Je m’enligne pour réaliser ma meilleure année en tant qu’investisseur, et de loin. Autant en termes de rendement absolu qu’en termes de performance par rapport à mon indice de référence (VEQT). Cela n’est pas arrivé du jour au lendemain. On peut dire que cela fait 10 ans que le processus se raffine. Est-ce qu’il est parfait? Assurément que non. Toutefois, il est assurément meilleur qu’il y a 10 ans.

Il y a 10 ans, mon achat d’Activision Blizzard m’avait donné raison. La réalité est que même si je connaissais très bien la compagnie ce qui était un avantage conséquent, mon processus d’investissement était foireux. La preuve est que de 2017 à 2020, mes achats subséquents n’ont pas été incroyables, loin de là. Au final, sur cette période j’ai fait significativement mieux que le marché, en partie grâce à de la chance. Ce n’est pas là que l’on trouve une performance supérieure au marché de façon durable. Malgré tout, sur papier, on dirait que je savais parfaitement ce que je faisais.

À l’inverse, de 2021 à 2024, beaucoup de bonnes décisions ont été prises.
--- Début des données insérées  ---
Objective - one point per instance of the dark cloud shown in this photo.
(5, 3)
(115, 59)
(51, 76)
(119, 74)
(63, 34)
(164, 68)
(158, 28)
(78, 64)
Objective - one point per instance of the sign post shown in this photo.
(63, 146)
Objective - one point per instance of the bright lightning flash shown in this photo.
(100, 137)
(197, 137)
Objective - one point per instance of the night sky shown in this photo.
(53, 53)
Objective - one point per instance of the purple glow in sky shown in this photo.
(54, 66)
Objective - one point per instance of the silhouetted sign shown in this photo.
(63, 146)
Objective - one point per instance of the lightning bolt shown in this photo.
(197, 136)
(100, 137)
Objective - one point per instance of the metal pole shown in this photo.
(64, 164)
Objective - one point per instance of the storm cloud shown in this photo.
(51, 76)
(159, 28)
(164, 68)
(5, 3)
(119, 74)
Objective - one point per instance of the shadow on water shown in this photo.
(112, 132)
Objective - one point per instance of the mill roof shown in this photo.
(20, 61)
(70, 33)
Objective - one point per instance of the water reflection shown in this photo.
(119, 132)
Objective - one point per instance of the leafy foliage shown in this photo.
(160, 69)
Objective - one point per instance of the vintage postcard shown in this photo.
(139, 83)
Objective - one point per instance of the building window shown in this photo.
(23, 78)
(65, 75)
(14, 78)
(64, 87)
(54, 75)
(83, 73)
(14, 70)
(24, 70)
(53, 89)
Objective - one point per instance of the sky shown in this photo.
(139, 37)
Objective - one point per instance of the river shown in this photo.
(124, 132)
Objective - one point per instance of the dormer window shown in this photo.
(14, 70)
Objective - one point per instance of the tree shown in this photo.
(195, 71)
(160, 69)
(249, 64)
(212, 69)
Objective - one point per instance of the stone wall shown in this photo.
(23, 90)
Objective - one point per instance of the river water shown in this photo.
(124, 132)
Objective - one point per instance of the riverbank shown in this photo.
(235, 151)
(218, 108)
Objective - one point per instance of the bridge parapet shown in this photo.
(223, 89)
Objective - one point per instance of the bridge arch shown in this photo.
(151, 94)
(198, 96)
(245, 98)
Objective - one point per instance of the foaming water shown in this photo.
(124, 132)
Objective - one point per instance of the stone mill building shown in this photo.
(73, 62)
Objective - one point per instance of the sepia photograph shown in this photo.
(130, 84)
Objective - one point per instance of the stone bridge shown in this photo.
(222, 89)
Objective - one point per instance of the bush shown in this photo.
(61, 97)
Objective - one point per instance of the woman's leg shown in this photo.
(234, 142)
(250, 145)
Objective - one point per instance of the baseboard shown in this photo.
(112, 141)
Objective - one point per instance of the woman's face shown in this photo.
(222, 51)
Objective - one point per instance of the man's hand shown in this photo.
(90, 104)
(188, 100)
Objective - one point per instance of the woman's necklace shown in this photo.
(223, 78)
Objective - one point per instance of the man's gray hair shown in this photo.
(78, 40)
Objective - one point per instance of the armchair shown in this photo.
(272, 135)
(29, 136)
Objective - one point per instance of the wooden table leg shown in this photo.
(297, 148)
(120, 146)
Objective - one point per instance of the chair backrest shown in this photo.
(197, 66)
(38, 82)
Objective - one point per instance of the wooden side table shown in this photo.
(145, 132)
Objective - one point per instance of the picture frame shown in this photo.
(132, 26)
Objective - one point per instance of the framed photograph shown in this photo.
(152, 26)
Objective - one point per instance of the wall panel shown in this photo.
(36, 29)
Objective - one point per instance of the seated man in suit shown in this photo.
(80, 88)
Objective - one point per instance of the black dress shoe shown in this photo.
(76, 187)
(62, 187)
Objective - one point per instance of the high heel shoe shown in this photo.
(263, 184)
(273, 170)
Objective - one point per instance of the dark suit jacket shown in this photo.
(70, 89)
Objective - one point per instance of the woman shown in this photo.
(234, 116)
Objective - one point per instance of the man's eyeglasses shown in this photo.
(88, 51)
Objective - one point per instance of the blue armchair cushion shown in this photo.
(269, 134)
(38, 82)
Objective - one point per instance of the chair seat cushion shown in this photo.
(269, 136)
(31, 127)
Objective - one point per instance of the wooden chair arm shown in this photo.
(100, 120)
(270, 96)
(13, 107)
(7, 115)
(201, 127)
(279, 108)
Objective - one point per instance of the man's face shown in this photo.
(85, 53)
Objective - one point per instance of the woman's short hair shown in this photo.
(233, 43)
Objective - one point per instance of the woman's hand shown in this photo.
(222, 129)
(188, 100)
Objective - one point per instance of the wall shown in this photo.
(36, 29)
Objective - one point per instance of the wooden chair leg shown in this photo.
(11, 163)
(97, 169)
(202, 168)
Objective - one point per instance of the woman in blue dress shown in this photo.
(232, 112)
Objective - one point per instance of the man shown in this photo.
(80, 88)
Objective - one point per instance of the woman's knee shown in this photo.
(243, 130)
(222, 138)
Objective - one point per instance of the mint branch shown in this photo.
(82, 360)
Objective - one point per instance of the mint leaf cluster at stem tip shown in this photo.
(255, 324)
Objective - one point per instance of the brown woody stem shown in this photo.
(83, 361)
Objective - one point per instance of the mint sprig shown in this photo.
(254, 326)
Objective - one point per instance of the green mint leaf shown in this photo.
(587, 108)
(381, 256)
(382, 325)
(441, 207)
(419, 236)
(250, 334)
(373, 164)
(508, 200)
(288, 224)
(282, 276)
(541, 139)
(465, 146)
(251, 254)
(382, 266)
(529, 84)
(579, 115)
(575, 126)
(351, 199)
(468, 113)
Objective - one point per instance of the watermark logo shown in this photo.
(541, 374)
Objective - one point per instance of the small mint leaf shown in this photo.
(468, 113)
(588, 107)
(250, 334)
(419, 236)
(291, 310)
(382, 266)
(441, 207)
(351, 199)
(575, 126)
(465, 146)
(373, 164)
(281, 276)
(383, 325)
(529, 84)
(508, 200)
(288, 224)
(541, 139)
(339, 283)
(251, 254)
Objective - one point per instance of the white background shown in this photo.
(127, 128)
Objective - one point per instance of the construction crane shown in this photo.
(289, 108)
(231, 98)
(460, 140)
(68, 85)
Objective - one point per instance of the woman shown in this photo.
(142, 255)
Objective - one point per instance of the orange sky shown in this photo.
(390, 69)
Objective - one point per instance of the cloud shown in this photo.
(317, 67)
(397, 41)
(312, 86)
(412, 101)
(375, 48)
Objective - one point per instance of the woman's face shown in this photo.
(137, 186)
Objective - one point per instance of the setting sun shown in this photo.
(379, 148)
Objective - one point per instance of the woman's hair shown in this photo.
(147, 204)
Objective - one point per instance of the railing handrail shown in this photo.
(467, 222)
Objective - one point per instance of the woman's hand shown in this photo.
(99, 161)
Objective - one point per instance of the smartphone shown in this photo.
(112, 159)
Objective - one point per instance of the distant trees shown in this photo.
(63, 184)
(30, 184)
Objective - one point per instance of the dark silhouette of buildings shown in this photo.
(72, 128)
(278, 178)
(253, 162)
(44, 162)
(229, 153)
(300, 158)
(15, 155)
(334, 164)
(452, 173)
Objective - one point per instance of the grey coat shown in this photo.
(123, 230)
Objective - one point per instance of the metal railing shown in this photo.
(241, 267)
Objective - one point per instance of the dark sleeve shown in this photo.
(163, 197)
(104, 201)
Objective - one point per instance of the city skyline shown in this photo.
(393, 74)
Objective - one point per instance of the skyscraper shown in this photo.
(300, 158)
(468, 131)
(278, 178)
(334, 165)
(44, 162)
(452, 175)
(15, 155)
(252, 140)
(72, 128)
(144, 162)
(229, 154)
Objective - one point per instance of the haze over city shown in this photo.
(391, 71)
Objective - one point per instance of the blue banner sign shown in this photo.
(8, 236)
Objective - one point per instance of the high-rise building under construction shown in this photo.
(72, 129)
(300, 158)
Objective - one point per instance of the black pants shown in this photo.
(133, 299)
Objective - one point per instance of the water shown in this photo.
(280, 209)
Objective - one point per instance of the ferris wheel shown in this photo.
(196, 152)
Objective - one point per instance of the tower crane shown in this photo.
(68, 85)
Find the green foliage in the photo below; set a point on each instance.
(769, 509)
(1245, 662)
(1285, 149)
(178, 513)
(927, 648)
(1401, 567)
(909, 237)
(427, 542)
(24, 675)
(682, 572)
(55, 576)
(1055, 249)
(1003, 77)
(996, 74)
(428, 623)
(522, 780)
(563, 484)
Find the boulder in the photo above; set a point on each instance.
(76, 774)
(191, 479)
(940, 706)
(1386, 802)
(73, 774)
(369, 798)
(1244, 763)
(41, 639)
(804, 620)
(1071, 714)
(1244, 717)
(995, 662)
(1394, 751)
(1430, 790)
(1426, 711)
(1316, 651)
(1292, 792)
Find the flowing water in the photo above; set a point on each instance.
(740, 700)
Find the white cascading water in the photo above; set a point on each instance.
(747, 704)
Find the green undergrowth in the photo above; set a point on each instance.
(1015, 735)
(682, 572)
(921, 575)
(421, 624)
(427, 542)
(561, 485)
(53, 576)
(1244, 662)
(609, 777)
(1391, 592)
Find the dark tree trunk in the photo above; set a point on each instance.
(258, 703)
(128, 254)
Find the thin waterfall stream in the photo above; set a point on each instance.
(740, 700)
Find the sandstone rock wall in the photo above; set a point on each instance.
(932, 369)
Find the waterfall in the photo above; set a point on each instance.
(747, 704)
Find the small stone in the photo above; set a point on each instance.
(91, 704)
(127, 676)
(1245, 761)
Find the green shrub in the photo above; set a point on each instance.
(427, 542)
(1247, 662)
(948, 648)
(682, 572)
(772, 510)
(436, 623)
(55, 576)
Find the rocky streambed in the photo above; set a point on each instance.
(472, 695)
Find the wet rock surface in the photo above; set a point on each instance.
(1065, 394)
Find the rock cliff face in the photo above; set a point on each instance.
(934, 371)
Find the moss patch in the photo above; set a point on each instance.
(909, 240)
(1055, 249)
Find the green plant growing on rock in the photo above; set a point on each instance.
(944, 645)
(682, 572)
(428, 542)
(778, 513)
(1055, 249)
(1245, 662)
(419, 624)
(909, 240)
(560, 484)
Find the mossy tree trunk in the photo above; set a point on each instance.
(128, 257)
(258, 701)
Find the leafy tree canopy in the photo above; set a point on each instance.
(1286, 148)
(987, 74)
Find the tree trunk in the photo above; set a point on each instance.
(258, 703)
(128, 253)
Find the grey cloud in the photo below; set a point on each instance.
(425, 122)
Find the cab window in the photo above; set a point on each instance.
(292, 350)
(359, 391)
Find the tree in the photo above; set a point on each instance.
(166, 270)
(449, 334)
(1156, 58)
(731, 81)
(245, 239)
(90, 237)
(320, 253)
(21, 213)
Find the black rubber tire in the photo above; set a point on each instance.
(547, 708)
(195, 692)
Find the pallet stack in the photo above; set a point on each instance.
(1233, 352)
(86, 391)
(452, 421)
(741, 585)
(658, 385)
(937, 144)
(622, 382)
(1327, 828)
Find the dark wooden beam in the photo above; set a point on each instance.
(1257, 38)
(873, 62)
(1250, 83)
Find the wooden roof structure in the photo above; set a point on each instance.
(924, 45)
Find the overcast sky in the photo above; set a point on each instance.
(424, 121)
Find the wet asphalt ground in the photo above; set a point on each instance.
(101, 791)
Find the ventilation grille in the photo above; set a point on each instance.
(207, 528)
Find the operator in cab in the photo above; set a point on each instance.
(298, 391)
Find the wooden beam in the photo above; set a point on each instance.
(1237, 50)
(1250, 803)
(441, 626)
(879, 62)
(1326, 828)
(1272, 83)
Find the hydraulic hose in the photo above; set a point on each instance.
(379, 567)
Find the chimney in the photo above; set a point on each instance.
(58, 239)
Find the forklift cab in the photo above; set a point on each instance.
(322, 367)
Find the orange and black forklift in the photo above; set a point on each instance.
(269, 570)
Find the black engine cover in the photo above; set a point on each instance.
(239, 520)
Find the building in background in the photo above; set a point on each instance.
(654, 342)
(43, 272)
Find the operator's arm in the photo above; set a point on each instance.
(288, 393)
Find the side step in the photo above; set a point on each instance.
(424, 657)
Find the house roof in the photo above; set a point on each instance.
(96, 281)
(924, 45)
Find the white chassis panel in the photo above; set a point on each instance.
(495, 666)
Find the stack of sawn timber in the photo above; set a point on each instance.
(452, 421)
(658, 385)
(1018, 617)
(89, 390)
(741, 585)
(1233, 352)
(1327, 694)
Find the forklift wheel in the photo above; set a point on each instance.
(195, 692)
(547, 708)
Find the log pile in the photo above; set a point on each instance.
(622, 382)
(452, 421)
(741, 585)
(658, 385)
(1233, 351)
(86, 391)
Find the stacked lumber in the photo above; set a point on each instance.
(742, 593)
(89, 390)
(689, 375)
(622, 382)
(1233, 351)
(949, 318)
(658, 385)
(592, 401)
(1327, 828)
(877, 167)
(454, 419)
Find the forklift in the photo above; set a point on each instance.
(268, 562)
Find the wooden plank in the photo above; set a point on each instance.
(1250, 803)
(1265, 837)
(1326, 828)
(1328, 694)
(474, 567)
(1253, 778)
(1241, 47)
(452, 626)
J’ai assurément fait des erreurs coûteuses, particulièrement en 2021 et 2022. Toutefois, j’ai peut-être manqué un peu de chance dans certaines occasions alors que, durant la période précédente, j’ai pu me débarrasser de mauvais titres en limitant grandement les dégâts. J’ai réalisé une légère sous-performance sur cette période.

Au final, 2025 marquera ma 10e année en tant qu’investisseur, et elle aura été mon année à tous les points de vue. Il faut de la lucidité pour comprendre que, quand tout va mal, ce n’est pas entièrement de notre faute. Mais la leçon est probablement deux fois plus importante quand tout va bien. L’excès de confiance a tué plus d’un investisseur. Je reconnais déjà avoir été chanceux sur certains aspects. Mon objectif est simplement de prendre le plus de bonnes décisions possible. Avec les années, la chance finira par me sourire de temps à autre…comme cette année.